Morto a Parigi Paul Virilio, urbanista, sociologo e filosofo. Aveva 86 anni
L'urbanista e filosofo Paul Virilio, ex direttore de l'Ecole spéciale d'architecture, si è spento, nella sua Parigi, all'età di 86 anni. Intellettuale di straordinario valore, ha esaminato a lungo il rapporto tra società ed iper-tecnologia.
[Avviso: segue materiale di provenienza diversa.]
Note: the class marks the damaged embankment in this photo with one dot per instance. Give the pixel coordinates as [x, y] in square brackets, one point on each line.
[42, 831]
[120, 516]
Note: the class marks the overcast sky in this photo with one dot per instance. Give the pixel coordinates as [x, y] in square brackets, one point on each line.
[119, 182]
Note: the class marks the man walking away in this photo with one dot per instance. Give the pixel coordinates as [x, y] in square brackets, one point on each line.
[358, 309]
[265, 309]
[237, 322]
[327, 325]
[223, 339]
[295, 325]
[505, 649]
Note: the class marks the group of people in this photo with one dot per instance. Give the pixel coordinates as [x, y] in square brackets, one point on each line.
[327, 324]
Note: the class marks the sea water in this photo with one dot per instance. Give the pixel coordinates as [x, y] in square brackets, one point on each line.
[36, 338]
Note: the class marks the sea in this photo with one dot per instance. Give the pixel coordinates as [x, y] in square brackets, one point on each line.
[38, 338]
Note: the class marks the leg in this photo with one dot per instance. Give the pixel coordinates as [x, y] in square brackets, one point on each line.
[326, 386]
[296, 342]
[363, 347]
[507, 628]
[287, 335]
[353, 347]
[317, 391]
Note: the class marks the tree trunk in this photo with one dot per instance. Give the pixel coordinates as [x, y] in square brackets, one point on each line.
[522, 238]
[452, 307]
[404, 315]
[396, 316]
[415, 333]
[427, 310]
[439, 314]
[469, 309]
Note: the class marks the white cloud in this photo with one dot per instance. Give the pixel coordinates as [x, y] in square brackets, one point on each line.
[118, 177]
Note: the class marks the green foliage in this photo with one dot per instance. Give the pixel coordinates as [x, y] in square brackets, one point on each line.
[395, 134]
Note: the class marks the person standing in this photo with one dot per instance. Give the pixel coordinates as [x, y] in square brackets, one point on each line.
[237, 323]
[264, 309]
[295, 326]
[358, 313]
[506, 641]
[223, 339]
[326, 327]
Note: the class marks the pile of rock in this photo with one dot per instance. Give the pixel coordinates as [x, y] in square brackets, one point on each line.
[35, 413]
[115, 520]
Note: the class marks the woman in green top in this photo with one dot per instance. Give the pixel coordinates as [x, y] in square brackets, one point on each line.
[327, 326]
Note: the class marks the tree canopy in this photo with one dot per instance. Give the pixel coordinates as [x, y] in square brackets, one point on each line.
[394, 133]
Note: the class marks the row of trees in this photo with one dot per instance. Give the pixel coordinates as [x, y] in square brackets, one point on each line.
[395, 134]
La notizia è trapelata solo a tumulazione avvenuta. Paul Virilio (Parigi, 1932) è morto il 10 settembre probabilmente per un attacco di cuore. A confermare il decesso è stata la figlia Sophie dopo il funerale, svolto in forma privatissima il 17 settembre. Urbanista, sociologo, filosofo e soprattutto un intellettuale tra i più importanti del secolo, Virilo è stato a lungo direttorede l’Ecole spéciale d’architecture, la più antica e prestigiosa scuola di architettura di Francia.
IL PROFILO
Quando muore un intellettuale di tale caratura è sempre molto difficile tracciarne un profilo che sia adeguato al valore. Nato a Parigi nel 1932 da padre italiano, Virilio è stato, negli anni giovanili, profondamente influenzato dall’amicizia e dalla vicinanza di Henri Matisse. Dopo una prima formazione da maestro vetraio all’École des métiers d’art a Parigi, Virilio comincia a studiare architettura e a seguire alla Sorbona i corsi di Vladimir Jankélévitch e Raymond Aron. Negli stessi anni frequenta Henri Matisse e George Braque. Entrato all’Ecole Spéciale d’Architecture di Parigi nel 1968, ha seguito tutto il cursus honorum dell’istituzione diventato prima directeur d’etudes nel 1973, poi direttore generale nel 1975, amministratore nel 1983, presidente del consiglio d’amministrazione nel 1989 ed infine professore emerito a partire dal 1998. Nel 1989 è entrato al Collège international de philosophie a Parigi, presieduto da Derrida. Al di là della lista infinita dei riconoscimenti, Virilio deve la sua fama ad una ricerca costante, riconosciuta a livello internazionale, elaborata in una serie di saggi e di testi tradotti in tutto il mondo.
IL PENSIERO
Teorico della dromologia, la scienza che studia la velocità, Virilio ha elaborato una riflessione critica sulla pervasività delle nuove tecnologie e sui rischi che vi sono associati. Si è dedicato all’analisi delle strategie urbane di organizzazione del tempo. Molti dei suoi saggi sono tradotti in tutto il mondo. Tra questi ricordiamo: Vitesse et politique: essai de dromologie (1977); Esthétique de la disparition (1980); L’espace critique (1984); La machine de vision(1988); L’inertie polaire (1990); Cybermonde, la politique du pire (1996); Un paysage d’événements (1996); La bombe informatique (1998); Ce qui arrive (2002); Ground Zero (2002); L’art à perte de vue (2005); Le futurisme de l’instant (2009); Le grand accélérateur (2010). Ha analizzato anche i conflitti di potere all’interno delle città e nella società. Celeberrima l’intervista concessa al poeta e filosofo Alain Veinstein intitolata “La fin du monde est un concept sans avenir” (La fine del mondo è un concetto senza avvenire), in cui analizzando gli attacchi terroristici dell’11 settembre a New York ha definito la nostra epoca come l’età dell’iper-guerra, cioè di un conflitto che “non inizia, non finisce, non si evolve, ma è bloccato in un’eterna ripetizione senza possibilità di soluzione”. Tutto questo è frutto anche della rivoluzione innescata dall’ipertecnologia, che è uno degli argomenti di studio principali di Virilio. Una vita dedicata al lavoro fino all’ultimo istante, come ricorda anche la figlia. “Pochi giorni prima della sua morte” ha dichiarato Sophie Virilio, “ha lavorato con Jacques Arnould alla pubblicazione di un libro e stava preparando una nuova mostra presso la Fondazione Cartier con una sua ex allieva, l’architetto Hala Warde”.
VIRILIO ARCHITETTO
Il rapporto di Virilio con l’architettura è intenso, viscerale. Nel 1963 fonda con l’amico e collega Claude Parent il movimento “Architecture Principe” che inaugura la tendenza dell’architettura obliqua, pronta a rompere la tradizione dell’angolo retto di matrice razionalista per introdurre il movimento nell’architettura e moltiplicare le possibilità d’uso dello spazio. Sempre con Parent firma la chiesa di Sainte-Bernadette du Banlay a Nevers, una delle sue opere più iconiche.